The Air Force has exonerated a colonel who said his religious beliefs prevented him from signing certificate of spouse appreciation for a retiring master sergeant’s same-sex spouse.
Col. Leland Bohannon was suspended after he had a higher-ranking officer sign the certificate in his stead, but he successfully appealed to the Director of the Air Force Review Boards Agency, the Air Force said in a statement.
“The Air Force concluded that Colonel Bohannon had the right to exercise his sincerely held religious beliefs and did not unlawfully discriminate when he declined to sign the certificate of appreciation for the same sex spouse of an airman in his command,” the Air Force statement says.
“The Air Force has a duty to treat people fairly and without discrimination on the basis of race, color, sex, national origin, or sexual orientation and met that duty by having a more senior officer sign the certificate.”
Bohannon’s records will now be updated to reflect his successful appeal, the statement says. The Air Force declined to respond when Task & Purpose asked if the service condones Bohannon’s religious beliefs on gays and lesbians.
The colonel had the support of lawmakers such as Rep. Vicky Hartzler, R-Mo., who wrote Air Force Secretary Heather Wilson in November to argue that the service’s protections for airmen based on their sexual orientation are against the law.
“Congress and the courts have rejected the notion that ‘sex’ includes ‘sexual orientation,’” Hartzler wrote. “The Air Force does not have the liberty to define new legal protections and this should certainly not constitute the grounds to punish airmen.”
The Air Force should have granted Bohannon a religious accommodation because the certificate “effectively had zero impact to the military member and therefore no adverse impact on military readiness, unit cohesion, good order, discipline, or health and safety,” Hartzler wrote.
Religious freedom is at the heart of the case, said Mike Berry, an attorney with the First Liberty Institute, who represented Bohannon. The institute is a self-described advocate for First Amendment religious protections.
Berry said the First Liberty Institute takes no position on whether gay and lesbian service members have the right to be married. In this case, Bohannon accommodated the master sergeant by having a two-star general sign the certificate, but the Air Force did not respond in kind, he said.

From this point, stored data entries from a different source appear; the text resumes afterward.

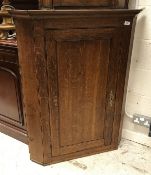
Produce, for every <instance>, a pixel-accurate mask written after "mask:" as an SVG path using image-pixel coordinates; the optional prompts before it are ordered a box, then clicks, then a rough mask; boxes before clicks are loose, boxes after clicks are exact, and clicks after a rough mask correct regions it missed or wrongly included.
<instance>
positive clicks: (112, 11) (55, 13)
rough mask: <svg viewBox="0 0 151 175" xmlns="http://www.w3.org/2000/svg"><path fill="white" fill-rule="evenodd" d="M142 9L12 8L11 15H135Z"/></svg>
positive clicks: (100, 15) (74, 15) (23, 17)
mask: <svg viewBox="0 0 151 175" xmlns="http://www.w3.org/2000/svg"><path fill="white" fill-rule="evenodd" d="M141 11H142V9H134V10H132V9H131V10H128V9H80V10H65V9H64V10H13V11H10V13H11V15H12V16H13V17H15V18H34V17H35V18H52V17H54V16H55V17H59V18H60V17H65V16H66V15H71V16H89V15H91V16H100V17H102V16H111V17H112V16H118V17H120V16H121V17H123V16H135V15H137V14H138V13H140V12H141Z"/></svg>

“There is a narrow religious liberty issue in this case, and that’s what we sought to address,” Berry told Task & Purpose. “A commander – or really any service member – who dons the uniform of the United States need not – and should never – be required to forfeit their constitutional rights, simply by virtue of being in the military.”
Berry said he did not argue that Bohannon’s First Amendment rights outweighed the Air Force’s instruction protecting airmen from discrimination based on sexual orientation. In this case, the certificate was for the master sergeant’s spouse, not the airman.
“Where do we draw the line between a service member’s religious freedom and other rights – I think that’s a question for the courts to decide,” Berry said. “The Constitution, Supreme Court case law and Air Force regulations all say that what happened to Col. Bohannon was wrong, that his religious rights should have been protected.”
However, an advocacy group for gay and lesbian troops and veterans has expressed its dismay at the Air Force’s decision to exonerate Bohannon.
“The purported argument that a leader is being discriminated against because we refuse to let them discriminate is both trite and detestable,” said Andy Blevins, director of law and policy for OutServe-SLDN. “It has been continually affirmed that the right to religious freedom within our military ranks stops when it begins to diminish unit cohesion and morale.
“In this instance,” he added, “that attenuation is very clear.”